[Feature Request] Add default model parameters to tuning trials

ray-project / tune-sklearn

A drop-in replacement for Scikit-Learn’s GridSearchCV / RandomizedSearchCV -- but with cutting edge hyperparameter tuning techniques.

https://docs.ray.io/en/master/tune/api_docs/sklearn.html

Apache License 2.0

465 stars 52 forks source link

[Feature Request] Add default model parameters to tuning trials #73

Closed rohan-gt closed 3 years ago

rohan-gt commented 4 years ago

While testing on multiple datasets I've observed that if n_iter is low, the tuned model has lower performance for both train and test sets compared to the model using default parameters. Is there a way to ensure that the default parameters of a model are tried out as the first trial and it starts optimizing from there? If there's no improvement, there's no need to run all the trials

richardliaw commented 4 years ago

Do you see the same behavior on RandomizedSearchCV?

rohan-gt commented 4 years ago

No.
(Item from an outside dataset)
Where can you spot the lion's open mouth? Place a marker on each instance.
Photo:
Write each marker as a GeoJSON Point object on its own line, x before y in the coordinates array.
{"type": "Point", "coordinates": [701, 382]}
Only on Bayesian and friends

richardliaw commented 4 years ago

@rohan-gt we can prioritize this in the upcoming week. thanks!

rohan-gt commented 3 years ago

One possible solution could be if the user sets 10 trials, the first one could be using the algorithm's default parameters and the rest 9 could be sampled randomly and progress from there

Yard1 commented 3 years ago

Or the defaults could just be ran first, always - that way we guarantee the tuned model will not be worse than the one that went in.

richardliaw commented 3 years ago

What you want to do here is to implement something like Scikit-Optimize, where you can specify x0 and y0 upfront:

https://scikit-optimize.github.io/stable/modules/generated/skopt.optimizer.gbrt_minimize.html#skopt.optimizer.gbrt_minimize

Yard1 commented 3 years ago

This probably needs to be handled outside the main optimization loop as it would be hard to just drop in the current model params into distributions (though it wouldn't be an issue with random/grid search).